If you were just explicit from the get go that as a financial services company you have to CYA first, and then try to do the right thing second nobody would blame you for that. Most reasonable people who will be doing actual business with Stripe have dealt with processors/merchants before and know what goes on with these deals, it's all about hedging risk.
But when you phrase it like you're trying to do the right thing and CYA is just an incidental inconvenience pressed on you by some big corp who's really the bad guy here... well, that's just disingenuous and people know it.
Beyond that people are aware that Stripe is growing, and growing fast. Large companies have inconsistencies with this sort of stuff, PayPal is a prime example. And while I've had amazing experiences as a lone developer with my own projects I've also had some not-so-great experiences with Stripe in my professional life (obviously I don't speak for my employer or any prior ones). Again, this makes sense, a lone developer is a lot less risky than someone who's already funneling funny looking money through your system, but trying to whitewash this clear fact as if you were in fact "doing the right thing" the whole time makes people frustrated and reduces people's ability to predict Stripe's actions. And nobody wants to deal with an unpredictable payment provider.
I realize that a decent amount of the article here talks about risk and how it's hedged, but you continually phrase things like the OMGYes case study as if your hands were tied in some non-moralistic decision, which again rings disingenuous. Same with the "Businesses that pose a brand risk" bullet point.

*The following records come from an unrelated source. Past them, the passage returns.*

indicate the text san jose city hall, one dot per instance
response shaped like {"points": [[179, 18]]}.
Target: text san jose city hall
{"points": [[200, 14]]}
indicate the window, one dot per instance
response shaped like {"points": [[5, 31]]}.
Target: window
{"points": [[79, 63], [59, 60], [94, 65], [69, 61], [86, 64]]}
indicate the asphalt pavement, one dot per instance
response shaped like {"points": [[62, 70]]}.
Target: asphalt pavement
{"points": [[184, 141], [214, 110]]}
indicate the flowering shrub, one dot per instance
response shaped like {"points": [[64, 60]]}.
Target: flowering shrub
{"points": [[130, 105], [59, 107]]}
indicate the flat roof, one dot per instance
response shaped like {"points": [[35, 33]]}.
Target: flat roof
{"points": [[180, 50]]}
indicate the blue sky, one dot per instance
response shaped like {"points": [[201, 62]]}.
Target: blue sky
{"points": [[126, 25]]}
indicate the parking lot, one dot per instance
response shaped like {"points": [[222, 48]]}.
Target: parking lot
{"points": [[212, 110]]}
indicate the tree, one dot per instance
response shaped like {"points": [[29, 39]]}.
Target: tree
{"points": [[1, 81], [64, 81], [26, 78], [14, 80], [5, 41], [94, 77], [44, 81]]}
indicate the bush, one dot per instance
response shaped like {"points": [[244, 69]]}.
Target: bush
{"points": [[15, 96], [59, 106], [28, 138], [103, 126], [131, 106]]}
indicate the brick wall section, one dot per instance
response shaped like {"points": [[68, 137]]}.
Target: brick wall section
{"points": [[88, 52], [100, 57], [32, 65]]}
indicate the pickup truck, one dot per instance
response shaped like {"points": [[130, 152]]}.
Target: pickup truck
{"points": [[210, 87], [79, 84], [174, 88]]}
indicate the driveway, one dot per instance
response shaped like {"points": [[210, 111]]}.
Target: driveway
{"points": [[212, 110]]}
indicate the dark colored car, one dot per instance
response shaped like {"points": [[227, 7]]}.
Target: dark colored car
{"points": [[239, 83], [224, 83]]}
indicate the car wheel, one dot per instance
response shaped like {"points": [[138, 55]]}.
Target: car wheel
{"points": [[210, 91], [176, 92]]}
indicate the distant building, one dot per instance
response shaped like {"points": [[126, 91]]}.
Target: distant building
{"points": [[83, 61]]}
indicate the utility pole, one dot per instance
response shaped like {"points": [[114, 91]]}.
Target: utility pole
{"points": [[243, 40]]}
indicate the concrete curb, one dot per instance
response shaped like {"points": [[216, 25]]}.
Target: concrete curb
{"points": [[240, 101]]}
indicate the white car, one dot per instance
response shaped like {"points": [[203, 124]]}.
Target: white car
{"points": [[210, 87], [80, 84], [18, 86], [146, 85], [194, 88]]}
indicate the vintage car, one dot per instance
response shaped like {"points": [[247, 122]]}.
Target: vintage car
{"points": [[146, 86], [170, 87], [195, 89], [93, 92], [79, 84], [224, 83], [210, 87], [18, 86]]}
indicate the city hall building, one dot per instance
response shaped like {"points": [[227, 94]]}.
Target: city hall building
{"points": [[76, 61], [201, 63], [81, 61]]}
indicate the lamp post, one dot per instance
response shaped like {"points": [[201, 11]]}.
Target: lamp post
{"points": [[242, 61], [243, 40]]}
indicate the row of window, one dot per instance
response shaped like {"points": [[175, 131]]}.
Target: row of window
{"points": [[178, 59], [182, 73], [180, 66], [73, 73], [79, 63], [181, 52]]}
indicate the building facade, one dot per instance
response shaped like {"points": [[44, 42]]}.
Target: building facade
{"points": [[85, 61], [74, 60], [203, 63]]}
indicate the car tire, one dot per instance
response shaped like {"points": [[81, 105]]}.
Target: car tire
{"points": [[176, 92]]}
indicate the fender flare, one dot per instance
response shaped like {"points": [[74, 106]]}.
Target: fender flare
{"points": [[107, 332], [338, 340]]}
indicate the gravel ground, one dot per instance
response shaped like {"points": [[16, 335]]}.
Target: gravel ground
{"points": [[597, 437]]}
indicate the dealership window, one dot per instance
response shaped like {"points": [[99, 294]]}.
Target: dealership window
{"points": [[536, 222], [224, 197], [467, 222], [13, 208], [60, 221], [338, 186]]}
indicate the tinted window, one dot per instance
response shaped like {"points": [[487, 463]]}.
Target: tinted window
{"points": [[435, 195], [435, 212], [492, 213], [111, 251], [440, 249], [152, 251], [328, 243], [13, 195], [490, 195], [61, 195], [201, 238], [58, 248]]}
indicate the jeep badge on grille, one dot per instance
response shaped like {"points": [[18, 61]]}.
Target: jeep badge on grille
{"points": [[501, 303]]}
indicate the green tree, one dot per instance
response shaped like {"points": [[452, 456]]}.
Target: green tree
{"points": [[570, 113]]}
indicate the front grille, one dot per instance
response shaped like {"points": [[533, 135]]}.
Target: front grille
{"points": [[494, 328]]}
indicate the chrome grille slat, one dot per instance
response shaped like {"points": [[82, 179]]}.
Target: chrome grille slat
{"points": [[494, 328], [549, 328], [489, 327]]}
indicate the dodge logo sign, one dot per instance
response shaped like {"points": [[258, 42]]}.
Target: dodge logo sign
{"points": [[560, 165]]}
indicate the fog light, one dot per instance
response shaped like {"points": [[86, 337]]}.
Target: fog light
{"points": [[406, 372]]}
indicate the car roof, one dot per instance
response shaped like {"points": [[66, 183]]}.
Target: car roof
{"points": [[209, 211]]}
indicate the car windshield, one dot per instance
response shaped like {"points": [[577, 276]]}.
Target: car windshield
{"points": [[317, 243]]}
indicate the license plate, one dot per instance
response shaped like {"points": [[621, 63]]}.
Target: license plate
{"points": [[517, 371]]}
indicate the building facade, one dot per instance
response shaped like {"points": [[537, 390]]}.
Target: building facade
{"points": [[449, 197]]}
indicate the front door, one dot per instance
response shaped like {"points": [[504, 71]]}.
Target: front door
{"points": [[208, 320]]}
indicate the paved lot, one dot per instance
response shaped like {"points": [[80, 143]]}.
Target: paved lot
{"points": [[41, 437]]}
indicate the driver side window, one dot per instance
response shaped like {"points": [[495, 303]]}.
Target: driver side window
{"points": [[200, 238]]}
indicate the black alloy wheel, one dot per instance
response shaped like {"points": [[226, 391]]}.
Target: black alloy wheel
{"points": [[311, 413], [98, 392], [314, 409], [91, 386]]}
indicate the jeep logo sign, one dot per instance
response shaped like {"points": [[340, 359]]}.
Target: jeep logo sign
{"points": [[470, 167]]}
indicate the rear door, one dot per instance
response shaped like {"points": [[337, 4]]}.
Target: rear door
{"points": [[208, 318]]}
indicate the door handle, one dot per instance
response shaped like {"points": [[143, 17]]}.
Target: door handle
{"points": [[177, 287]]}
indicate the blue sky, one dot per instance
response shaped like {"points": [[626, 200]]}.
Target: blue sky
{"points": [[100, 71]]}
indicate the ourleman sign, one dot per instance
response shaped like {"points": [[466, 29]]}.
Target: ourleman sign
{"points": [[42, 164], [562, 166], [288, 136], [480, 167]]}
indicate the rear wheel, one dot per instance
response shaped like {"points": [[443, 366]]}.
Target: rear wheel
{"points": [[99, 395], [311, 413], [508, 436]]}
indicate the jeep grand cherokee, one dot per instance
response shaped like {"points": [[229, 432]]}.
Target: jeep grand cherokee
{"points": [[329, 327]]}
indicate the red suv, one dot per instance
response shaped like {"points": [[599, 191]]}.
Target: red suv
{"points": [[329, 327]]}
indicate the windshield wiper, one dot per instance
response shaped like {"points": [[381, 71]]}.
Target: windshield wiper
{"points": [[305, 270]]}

Last but not least, you guys squirreled away the most important piece of information in this article to a small paragraph. "Contact us first if you're at all worried" should be bolded in 60pt font at the very top. Asking people to do that and being very explicit and upfront about your CYA policy before trying to explain the nuances would go very far with how people interpret the message, even if there's nothing explicitly wrong with how it's done now.